The pretrained weight is stored in nsfw.pkl, which is converted from the caffemodel from original open nsfw project.
For end users, the simplest way to use it is from open_nsfw import nsfw_score
and then nsfw_score(img)
, where img can be the file name of the image or an PIL Image object. It will return the nsfw_score as a float number between 0 and 1. An image with socre higher than 0.8 can be cosidered as NSFW. An image with score less than 0.2 can be considered as SFW.
nsfw.pkl
and nsfw_model/deploy.prototxt
needs to be placed in the current working directory. If not, the path of theses files can be passed to nsfw_score
using keyword arguments nsfw_pkl_path
and deploy_prototxt_path
. For example:
nsfw_score(img,
nsfw_pkl_path="/home/u/nsfw.pkl",
deploy_prototxt_path="/opt/deploy.prototxt")
The result of this port is slightly different than the original one (~0.005). One root of the difference is from batch norm layer. The result of bn_1
is different up to 1e-7. I might misunderstood the meanings of the blobs of caffe batchnorm layers( I use mean =blobs[0]/blobs[2]
, variance=blobs[1]/blobs[2]
, and epsilon=1e-5
).
The work is done in jupyter notebook and the .py
file is converted from open_nsfw.ipynb.
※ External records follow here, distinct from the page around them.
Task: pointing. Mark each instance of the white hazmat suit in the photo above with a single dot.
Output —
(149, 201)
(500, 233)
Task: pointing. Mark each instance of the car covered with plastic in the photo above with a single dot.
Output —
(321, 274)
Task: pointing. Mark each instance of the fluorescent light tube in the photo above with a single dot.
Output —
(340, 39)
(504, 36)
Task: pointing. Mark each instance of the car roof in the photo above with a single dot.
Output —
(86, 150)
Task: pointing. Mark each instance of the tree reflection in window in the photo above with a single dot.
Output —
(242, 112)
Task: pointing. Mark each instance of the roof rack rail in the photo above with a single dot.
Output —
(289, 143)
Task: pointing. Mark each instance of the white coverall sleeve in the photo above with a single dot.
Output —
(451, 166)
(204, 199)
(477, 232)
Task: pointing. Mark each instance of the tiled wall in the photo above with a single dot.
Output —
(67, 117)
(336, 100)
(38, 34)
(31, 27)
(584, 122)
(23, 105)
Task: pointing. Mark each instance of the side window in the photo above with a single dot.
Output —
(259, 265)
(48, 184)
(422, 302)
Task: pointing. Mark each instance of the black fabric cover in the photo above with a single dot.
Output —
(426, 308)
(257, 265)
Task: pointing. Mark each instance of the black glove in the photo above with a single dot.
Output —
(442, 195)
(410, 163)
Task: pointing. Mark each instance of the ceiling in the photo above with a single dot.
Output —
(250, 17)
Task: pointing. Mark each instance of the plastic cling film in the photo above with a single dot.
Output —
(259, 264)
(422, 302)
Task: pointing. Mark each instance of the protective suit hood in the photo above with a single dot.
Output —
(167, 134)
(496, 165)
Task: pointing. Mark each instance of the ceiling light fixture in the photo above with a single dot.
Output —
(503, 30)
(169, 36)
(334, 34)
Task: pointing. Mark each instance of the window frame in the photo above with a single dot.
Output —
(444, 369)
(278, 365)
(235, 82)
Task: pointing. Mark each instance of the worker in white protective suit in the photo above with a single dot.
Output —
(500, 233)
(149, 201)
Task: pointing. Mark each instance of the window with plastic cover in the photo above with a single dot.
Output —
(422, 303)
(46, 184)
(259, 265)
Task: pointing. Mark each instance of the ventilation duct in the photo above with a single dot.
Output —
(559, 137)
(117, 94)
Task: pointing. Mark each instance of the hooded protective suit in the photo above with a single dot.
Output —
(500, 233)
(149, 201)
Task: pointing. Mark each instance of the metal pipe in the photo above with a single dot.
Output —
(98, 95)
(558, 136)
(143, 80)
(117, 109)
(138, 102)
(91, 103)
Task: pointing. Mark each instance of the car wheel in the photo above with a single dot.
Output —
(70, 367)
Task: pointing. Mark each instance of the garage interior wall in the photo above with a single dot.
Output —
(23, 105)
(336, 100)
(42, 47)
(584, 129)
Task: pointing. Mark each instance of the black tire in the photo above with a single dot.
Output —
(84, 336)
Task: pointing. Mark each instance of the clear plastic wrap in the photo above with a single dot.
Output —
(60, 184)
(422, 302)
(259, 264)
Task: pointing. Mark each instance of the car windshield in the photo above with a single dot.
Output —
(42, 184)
See the notebook for results of example images.
This part requires DEAP. It use simple and naive evolutionary algorithm to generate images consists with circles or triangles. The naive and simple algorithm is not particularly efficient, but is interesting to watch it work. When the target is a picture, it can generate recognizable results with some kind of artistic style. This experiment use the same algorithm but the target function is replaced by NSFW score. We can imagine two possible results: one is probably some kind of sexual related content with artistic style. The other might just some abstract image with high NSFW score (and in artistic style).
It is the later case.
NSFW-Triangles.ipynb: this is the result for 100 triangles.
NSFW score: 0.989984035492
NSFW-Circles.ipynb: this is the result for 50 circles.
NSFW score: 0.999073386192
Both images have some what significant portion with skin like colors. This might or might not mean something. Other than this, I haven't see any pattern.
Lasagne and other python packages like scipy provides many efficient optimization method can help us to find an image with certain NSFW score. We use adam provided by lasagne. Turns out it can find an input data with near to 1 or near to 0 score very quickly.
Say we start from an NSFW image and run the optimization to get a very low NSFW score. We are practically trying to find a neighbor of this image having low score. We can imagine two possible scenario.
- The image is visually unchanged
- Certain part being censored. It seems that there are images with high scores and images with low scores in every small neighborhood. Since the neighborhood is so small, the change is unnoticeable ny naked eyes.
However, the problem is, the original Open NSFW uses a preprocess to prepare the input image. It first resize the image to 256x256. And then comressed using JPEG enocing. Then Decompress it then feed to the network.
After applying this procedure, the score of an image can be dramastically change. In order to apply adam or other differential based method to the original image, we need to reformulate the jpeg encoding, decoding process in a differentiable way. This might take awhile and might not be even practical or possible.
Instead, we construct a covolutional neural network attempt to learn the result image of the jpeg encoding. To learn the behaviour of jpeg encoding may need a large network and a lot of time. But we only need the mock jpeg encoder works for certain input and our input are hopefully very similar(in a small neighborhood like mentioned above), so this might just work.
This mock jpeg encoder imporves the result but is not accurate enough. Therefore, we modified the loss function of the mock jpeg encoder, to make it act like an adversary of the inverse nsfw model. By doing so, hopefully the inaccuracy would not help the inverse nfsw model.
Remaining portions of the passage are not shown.